Have you ever sat back and watched young children at play? Notice how they take something apart to see how it works, or use make-believe to act out a story. Children have such incredible imaginations and a natural passion to discover the world around them. Compare this excitement for discovery to what you see in most adults; that joy and passion seem to fade and are replaced with cynicism. At what point do we lose the excitement and enthusiasm for God’s creation? When do the miracles that we see in everyday life become commonplace?

We know how important it is to continually grow and be lifelong learners. But how do we lay this foundation in our young children?

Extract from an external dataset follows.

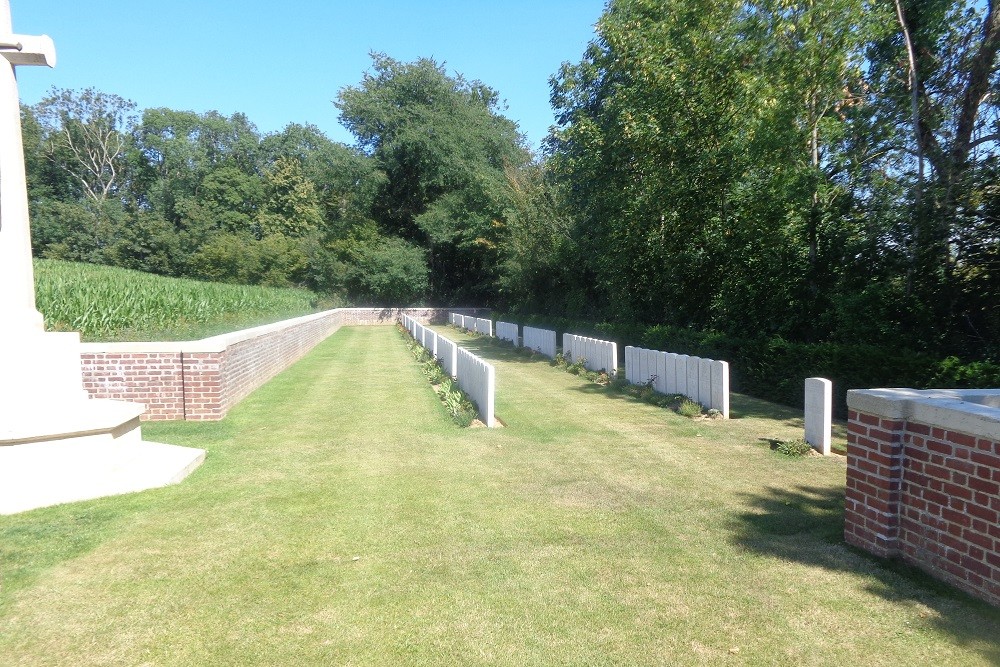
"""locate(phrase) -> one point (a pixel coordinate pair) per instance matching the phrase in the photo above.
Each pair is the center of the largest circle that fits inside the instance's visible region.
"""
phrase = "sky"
(284, 62)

As an educator and a mom, I ask God daily to use me to motivate and inspire children to reach for their highest dreams.  As parents, we have the privilege and the opportunity to instill and spark an enthusiasm for learning that can last throughout our children’s lives.

Where Do We Start?

Step 1: Identify what your child is passionate about.

Listen carefully when your child shares his or her passions and dreams. When children dream they are not confined by “reasonable” boundaries; anything they can imagine is within their grasp. Too many adults have dreams and visions unrealized because they were told, “That can never happen.” Too many adults are in unfulfilling careers because they do not align with God’s plan and purpose for their lives.

When you see the natural excitement in your child focusing in a certain direction, fuel that vision with genuine interest and support. These passions and interests will motivate and inspire your child to continually learn about the world around them. Ask God to reveal to you what special giftings your child has. Then pray for wisdom and direction in how to support your child. Jeremiah 29:11 says: “‘For I know the plans I have for you,’ declares the LORD, ‘plans to prosper you and not to harm you, plans to give you hope and a future’” (NIV). Encourage your child to dream big because God placed those passions in your child for His greater purpose. There is no telling what He has in store for them!

Step 2: Determine how your child learns.

Each one of us has a specific way of processing information, making sense of it, and making connections. For this reason, many teachers like to incorporate theories such as Howard Gardner’s Theory of Multiple Intelligences in the classroom to capitalize on their students’ individual strengths. Gardner suggests that there is not one specific way that intelligence can be measured in an individual, but that capacity for intelligence will look different from person to person.1 When we encourage our children to approach learning in a manner that naturally makes sense to them, we help foster connections and maintain a passion and excitement for learning.

Step 3: Play with your child.

A common discussion point in early childhood education is about the importance of teaching children how to play. When we were young, we turned piles of yarn into plates of “spaghetti” and pretended we were cooking in a fancy restaurant. Or we turned a box into a “pirate ship” and faced the tumultuous sea. Today, toys are so realistic that they do not require any imagination.  We pull children into our adult world so quickly, when we would actually benefit more by entering their world of imagination and play.

Imaginative play develops important academic and social skills, but also helps relieve the daily stress that zaps our energy. Not only can we model for our children how to play again, but by engaging in fun, silly, and adventurous play, we share in their excitement. That helps to renew our strength. This is such a wonderful opportunity to build connections with our children and show them how important they are to us.

Step 4: Ask questions.

Take every opportunity to interact with your child and ask plenty of questions. “What do you think happens when…?” Or “Why do you think it does that when…?” These types of questions encourage children to think beyond what they can see and already know, and stretches them to discover more. When your children ask you questions, do not be afraid to say, “I don’t know.” This is one of the most powerful things that you can say! “I don’t know. What do you think happens when…?” Or “I don’t know, but how do you think we can find the answer?” Or even “I don’t know, but I would love to find out with you!”

When you ask questions, you are modeling for your child that learning is a lifelong process. You are showing them that God designed their brains to learn and solve problems and they are very capable of doing so. They will have the confidence to know that you are there every step of the way to support them as they learn and grow.

Notes:

  1. Gardner, Howard, Frames of Mind: The Theory of Multiple Intelligences, New York: Basic Books 1983.